FFRF has filed a separate lawsuit in Colorado state court against Gov. Bill Ritter Jr., over his troublesome prayer proclamations.
The government defendants trot out historic myths and disinformation to bolster their claim that, “The tradition of a National Day traces its roots to the founding of our Nation.”
Yet only 4% of colonialists were affiliated with a church at the founding of the republic, as the Foundation reply brief notes.
The Foundation maintains that Pres. George Washington’s thanksgiving prayer of 1789, which is repeatedly invoked by the U.S. Attorney General’s Office, is not binding precedent. As constitutional scholar Leo Pfeffer noted in his definitive Church State & Freedom, courts should not be relying on “secondary evidence,” such as legends on coins or presidential proclamations, when they can rely on the “primary evidence” of the Constitution itself–which does not contain any references to a god.
The defendants cite James Madison’s Memorial and Remonstrance, a passionate argument against uniting church and state, but only to use it as an example of an official document referencing a deity.
Similarly, defendants cite Thomas Jefferson’s Bill for Establishing Religious Freedom, which maintains no citizen can be compelled to attend, erect or support a ministry, only to note that in the Virginia law Jefferson acknowledged a creator. Yet Jefferson later utterly repudiated the idea of a president directing the religious views of his constituents, and wrote that as president he did not even possess such powers. The defendants’ motion almost jeers at Jefferson as the only president not to proclaim days of thanksgiving. The Foundation points out Jefferson is no minor exception. His famous metaphor defined the very meaning of the Establishment Clause of the First Amendment as erecting “a wall of separation between church and state.”
The Foundation notes that in fact Pres. Andrew Jackson refused to issue proclamations for prayer, because he too felt that transcended the limits prescribed by the Constitution for the president.
Significantly, Madison, the primary architect of the Constitution, who as president acceded to pressure to issue several such proclamations, notably changed his mind. In Madison’s Detached Memoranda, Madison explicitly condemns “religious proclamations by the Executive recommending Thanksgivings & fasts” as something belonging in a “theocracy.”
The U.S. Attorney General’s office goes so far as to claim that Pres. Abraham Lincoln’s Gettysburg Address is supposed evidence in favor of a day of prayer. The Foundation introduced into evidence a copy of the original handwritten Gettysburg address, which Lincoln read from.

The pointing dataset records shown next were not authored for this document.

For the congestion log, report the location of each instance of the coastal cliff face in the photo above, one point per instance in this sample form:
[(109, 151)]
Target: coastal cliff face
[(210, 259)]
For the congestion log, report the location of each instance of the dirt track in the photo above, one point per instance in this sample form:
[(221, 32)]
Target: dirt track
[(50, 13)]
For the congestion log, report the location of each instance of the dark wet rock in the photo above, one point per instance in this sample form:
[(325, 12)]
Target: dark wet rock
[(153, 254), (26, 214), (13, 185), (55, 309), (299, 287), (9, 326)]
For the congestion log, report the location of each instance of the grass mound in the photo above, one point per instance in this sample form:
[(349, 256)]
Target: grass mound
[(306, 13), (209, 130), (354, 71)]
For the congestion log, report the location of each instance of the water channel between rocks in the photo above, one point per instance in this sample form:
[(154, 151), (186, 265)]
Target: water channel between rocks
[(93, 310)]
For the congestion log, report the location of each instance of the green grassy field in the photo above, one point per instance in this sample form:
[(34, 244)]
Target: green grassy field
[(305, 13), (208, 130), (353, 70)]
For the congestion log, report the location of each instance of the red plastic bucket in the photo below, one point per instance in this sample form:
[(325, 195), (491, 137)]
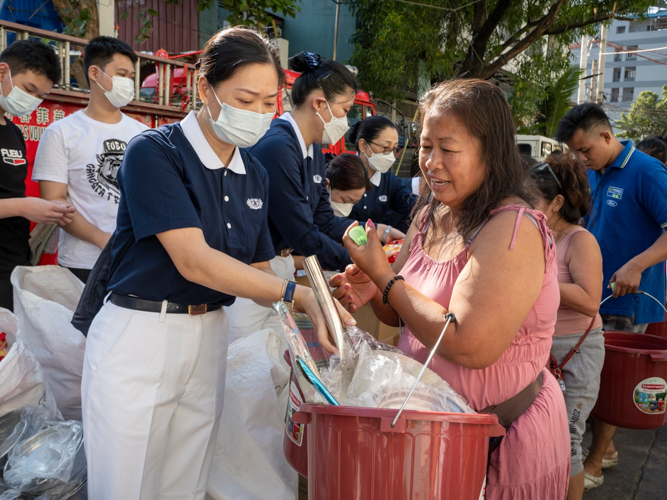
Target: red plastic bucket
[(633, 385), (354, 454)]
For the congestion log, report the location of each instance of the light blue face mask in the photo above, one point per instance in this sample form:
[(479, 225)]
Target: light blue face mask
[(239, 127)]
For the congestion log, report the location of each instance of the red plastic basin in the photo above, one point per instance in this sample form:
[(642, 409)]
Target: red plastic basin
[(354, 454), (633, 385)]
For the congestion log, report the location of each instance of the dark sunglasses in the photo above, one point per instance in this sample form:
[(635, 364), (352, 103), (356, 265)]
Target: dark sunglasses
[(542, 166)]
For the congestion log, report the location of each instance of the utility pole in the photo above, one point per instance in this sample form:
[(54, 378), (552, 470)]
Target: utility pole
[(599, 97), (336, 27), (583, 66)]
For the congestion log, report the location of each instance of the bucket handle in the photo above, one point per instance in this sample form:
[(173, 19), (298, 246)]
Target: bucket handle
[(638, 292)]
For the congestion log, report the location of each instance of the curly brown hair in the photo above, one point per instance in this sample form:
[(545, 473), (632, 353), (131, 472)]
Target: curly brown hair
[(570, 171), (484, 112)]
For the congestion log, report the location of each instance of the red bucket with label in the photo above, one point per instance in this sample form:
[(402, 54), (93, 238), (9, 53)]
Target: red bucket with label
[(633, 382), (355, 454)]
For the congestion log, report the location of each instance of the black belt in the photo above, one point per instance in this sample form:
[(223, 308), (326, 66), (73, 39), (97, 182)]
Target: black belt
[(152, 306)]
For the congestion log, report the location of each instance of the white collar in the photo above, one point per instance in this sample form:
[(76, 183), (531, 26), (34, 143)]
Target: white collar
[(377, 177), (306, 152), (207, 156)]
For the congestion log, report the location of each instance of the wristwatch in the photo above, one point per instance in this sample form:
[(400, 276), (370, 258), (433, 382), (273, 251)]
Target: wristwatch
[(385, 234)]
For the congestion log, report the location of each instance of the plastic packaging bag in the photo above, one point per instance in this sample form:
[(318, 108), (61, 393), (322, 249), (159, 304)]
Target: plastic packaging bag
[(21, 378), (383, 377), (50, 461), (45, 298)]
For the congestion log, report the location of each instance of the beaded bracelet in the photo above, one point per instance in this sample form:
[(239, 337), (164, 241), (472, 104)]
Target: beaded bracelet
[(388, 287)]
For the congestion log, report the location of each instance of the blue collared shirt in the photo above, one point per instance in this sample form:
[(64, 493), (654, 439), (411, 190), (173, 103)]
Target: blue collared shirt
[(172, 179), (301, 217), (628, 214)]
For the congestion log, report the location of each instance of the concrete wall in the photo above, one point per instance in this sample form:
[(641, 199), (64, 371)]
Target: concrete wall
[(313, 29), (649, 74)]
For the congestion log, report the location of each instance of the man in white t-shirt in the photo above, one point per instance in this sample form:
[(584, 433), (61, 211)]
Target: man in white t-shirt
[(78, 157)]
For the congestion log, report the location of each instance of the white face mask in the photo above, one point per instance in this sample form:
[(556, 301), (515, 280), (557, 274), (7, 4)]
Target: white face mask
[(239, 127), (18, 102), (335, 129), (122, 91), (381, 162)]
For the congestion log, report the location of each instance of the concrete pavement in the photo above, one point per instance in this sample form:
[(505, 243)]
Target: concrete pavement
[(641, 473)]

Both the original version and Lincoln’s after-speech second draft contain no reference to a nation “under God” at the famous conclusion. (A “commemorative” version of the Gettysburg Address, which Lincoln, an unorthodox deist, sent out and autographed, added the words “under God.”)
In defense of a National Day of Prayer, the Attorney General’s Office further asserts:
“In 1865, Congress authorized the inscription of ‘in God we Trust’ on United States coins.”
The Foundation notes this broad generalization paints an inaccurate picture. U.S. money was entirely god-free until 1862, when “In God We Trust” was placed in a very limited way on a 2-cent piece, then a 1-cent piece, at the direct instigation of a Baptist minister, to “relieve us from the ignominy of heathenism.” The motto was only gradually added to other coins. “In God We Trust” was not adopted as a motto until 1956.
The government claims there is no “broken history” of official acknowledgment of the role of religion in American life. Yet even some of the presidential proclamations, such as Pres. Reagan’s 1983 version, complain that “the National Day of Prayer was forgotten” after the Revolutionary War until the Civil War, and then forgotten again until 1952.
All of the proclamations are dictatorial and ask Americans not only to pray but tell them what to pray for. Only one presidential proclamation even acknowledges that unbelievers exist. That one, by Reagan in 1981, is particularly proselytizing in nature.
Many include biblical references, including some New Testament.